Edito

Dimanche 10 septembre 2017 – 23ème dimanche de Pâques (A)

Nous vivons à crédit

Un prêtre s’en va, un prêtre arrive. Augustin Bourgue est un jeune prêtre qui connaît bien le quartier : études à Franklin, scoutisme dans le cadre du groupe St Louis… jusqu’à son ordination diaconale, il y a 5 ans, chez nous. Il tâchera de succéder à Antoine d’Augustin à la messe de 10h30, dite des familles, et au catéchisme qui suit.
Mais il entame aussi une thèse. Ainsi, sur le papier nous sommes le même nombre de prêtres, 7, sans compter le P. Cassio Selaimen qui continuera à s’occuper de la communauté portugaise, tout en demeurant à Notre Dame de Bonne Nouvelle.
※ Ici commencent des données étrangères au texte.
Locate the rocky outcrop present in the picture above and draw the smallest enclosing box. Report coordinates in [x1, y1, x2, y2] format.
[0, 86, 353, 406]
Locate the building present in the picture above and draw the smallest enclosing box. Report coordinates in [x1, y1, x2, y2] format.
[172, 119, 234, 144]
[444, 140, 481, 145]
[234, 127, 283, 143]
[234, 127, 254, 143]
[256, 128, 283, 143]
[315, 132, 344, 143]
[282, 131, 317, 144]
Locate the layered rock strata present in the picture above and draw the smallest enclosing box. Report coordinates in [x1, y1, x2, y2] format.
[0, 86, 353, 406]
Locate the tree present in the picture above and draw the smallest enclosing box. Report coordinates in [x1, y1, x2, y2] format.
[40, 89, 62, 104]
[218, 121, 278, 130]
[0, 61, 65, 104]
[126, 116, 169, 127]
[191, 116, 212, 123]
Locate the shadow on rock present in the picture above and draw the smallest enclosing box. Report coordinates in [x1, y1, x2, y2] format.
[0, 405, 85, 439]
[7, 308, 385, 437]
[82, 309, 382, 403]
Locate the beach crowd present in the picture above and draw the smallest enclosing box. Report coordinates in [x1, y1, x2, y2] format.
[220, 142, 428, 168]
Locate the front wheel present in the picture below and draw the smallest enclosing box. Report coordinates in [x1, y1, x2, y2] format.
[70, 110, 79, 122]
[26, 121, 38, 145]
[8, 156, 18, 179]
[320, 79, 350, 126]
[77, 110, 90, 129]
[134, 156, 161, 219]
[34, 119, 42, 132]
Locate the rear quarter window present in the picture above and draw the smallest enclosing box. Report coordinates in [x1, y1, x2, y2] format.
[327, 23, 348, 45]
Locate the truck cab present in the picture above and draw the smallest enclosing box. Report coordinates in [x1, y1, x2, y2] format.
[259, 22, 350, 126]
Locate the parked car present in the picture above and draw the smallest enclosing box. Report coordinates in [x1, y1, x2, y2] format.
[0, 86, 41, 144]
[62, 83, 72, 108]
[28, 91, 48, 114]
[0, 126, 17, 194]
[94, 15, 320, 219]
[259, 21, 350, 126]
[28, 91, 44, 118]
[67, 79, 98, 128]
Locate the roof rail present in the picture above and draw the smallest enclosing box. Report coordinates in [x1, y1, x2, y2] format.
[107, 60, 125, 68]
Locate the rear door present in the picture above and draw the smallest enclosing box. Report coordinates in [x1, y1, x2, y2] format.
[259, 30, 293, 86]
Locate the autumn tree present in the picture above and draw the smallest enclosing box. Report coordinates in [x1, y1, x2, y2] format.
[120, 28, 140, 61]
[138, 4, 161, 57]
Belle affiche, en tout cas je l’espère, mais qui masque le fait que seuls deux d’entre nous sont à 100% au service de la paroisse. Même votre curé doit partager son temps avec les Bernardins.
Les chrétiens ne sont pas moins nombreux dans notre quartier, et l’évangélisation qui englobe ceux qui ne le sont pas moins urgente. Heureusement les prêtres ne font pas tout et c’est pourquoi je fais appel à toutes les bonnes volontés. Mais ils sont une denrée rare qui invite à prier pour les vocations, comme Jésus nous y invite (Mt 9,37-38) et, pourquoi pas, à en espérer dans nos familles.
Nous vivons à crédit. C’est à la fois une comparaison avec l’état de notre pays, pour nous alerter, et une situation de fait : le mot crédit vient de croire. Nous avons une dette à l’égard de Dieu, maître heureusement bienveillant qui, d’une certaine manière, nous l’a déjà remise (cf. la parabole qui suit l’évangile de ce dimanche – Mt 18,21-35), à condition que nous travaillions à sa vigne.